Cultivate hope. The dictionary definition of the word ‘expectation’ includes, ‘A belief that someone will or should achieve something’………. ‘should’ seems a tad insistent, demanding, presumptuous and a hard task-master. The definition for ‘hope’ by contrast includes, ‘A desire for a particular thing to happen’………… and desire echoes tolerance, compassion, benefit-of-the-doubt…….another chance. Why not consider exchanging the ridged ‘failure or success’ mindset that often accompanies expectation, for the patient optimism of hope?
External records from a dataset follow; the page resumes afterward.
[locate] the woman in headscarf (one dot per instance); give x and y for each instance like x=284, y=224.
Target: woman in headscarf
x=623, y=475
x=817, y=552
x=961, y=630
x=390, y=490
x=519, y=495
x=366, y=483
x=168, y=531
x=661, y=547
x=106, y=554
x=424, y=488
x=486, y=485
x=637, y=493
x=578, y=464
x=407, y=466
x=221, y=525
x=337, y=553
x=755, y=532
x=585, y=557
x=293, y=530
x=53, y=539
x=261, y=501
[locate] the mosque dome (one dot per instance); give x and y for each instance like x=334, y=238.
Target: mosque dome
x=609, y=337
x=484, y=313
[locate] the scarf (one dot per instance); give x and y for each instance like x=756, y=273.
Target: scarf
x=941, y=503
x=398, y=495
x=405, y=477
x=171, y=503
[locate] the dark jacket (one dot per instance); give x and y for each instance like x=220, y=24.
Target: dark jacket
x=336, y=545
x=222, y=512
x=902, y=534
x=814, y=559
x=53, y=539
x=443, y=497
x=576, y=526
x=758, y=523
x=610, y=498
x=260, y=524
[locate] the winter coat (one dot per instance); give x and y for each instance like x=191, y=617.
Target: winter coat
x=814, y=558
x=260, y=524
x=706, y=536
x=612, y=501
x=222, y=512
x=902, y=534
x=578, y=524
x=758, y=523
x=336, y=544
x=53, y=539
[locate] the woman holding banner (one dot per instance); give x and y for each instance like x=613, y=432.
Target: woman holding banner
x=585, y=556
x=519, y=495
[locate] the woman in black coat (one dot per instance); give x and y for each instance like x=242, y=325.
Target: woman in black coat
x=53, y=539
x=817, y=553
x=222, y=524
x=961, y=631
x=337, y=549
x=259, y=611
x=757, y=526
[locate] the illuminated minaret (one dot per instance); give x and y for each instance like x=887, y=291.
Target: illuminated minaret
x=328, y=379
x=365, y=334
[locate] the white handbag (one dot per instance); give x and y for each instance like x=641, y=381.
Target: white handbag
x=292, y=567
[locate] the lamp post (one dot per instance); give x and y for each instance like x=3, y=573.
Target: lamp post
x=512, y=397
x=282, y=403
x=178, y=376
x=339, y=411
Develop gratitude. If you don’t think you are naturally thankful, you needn’t worry - it’s just a habit away. A few years ago I started a gratitude diary, and at the end of each day I simply noted down one or two events that I was grateful for in the past 24 hours, whether it was a parking space, a positive response, an unexpected gift or simply the sunshine. Noticing these moments really helped me to have a much more constructive attitude and set me on a path to take note of the positives in life more than the negatives. Both positives and negatives still happen, but the thing is, where we focus our attention makes all the difference?

Address thinking errors. There are a few common cognitive errors that can sneak up on us and undermine our sense of wellbeing. I’ll just mention two of them here.

All-or-nothing thinking places our experiences or interactions into one of two categories, either ‘all good’ or ‘all bad’. Much of life sits somewhere between these two camps, but with this thinking error we can put all that isn’t perfect, but is still ok, into our ‘all bad’ category, and consequently have a much more gloomy view of life than is actually the case.

Overgeneralising is another unhelpful habit we make, which involves using words such as ‘always’ and ‘never’. Once we attach these negative rules to people, situations or circumstances, they can lock us into a belief system that, for the most part, simply isn’t true. Statements like, ‘He never helps!’, ‘She’s always late!’, ‘Men/women can’t ever be trusted!’ or ‘I’ll never be successful’, can be really damaging and even become negative prophecies. Changing words like ‘always’, ‘never’, ‘won’t’ or ‘can’t’ to something more open, honest and optimistic, gives room for possibility.

Practice humility. C.S Lewis said, ‘True humility is not thinking less of yourself, it’s thinking of yourself less’. Expectation can be a selfish preoccupation, when its focus is all about our own wants and needs, however having positive expectations for ourselves, our kids and our world is important and valuable, as long as it doesn’t become a rod with which to beat our own backs, or the backs of others. I have a friend who often quotes, ‘Things don’t have to be perfect to be wonderful!’ and she is right! She is able to turn what might appear to be a disaster, into…..well….. something wonderful….. rescuing us from our dark places with joy and laughter, and turning our every-day ordinary moments, into treasures.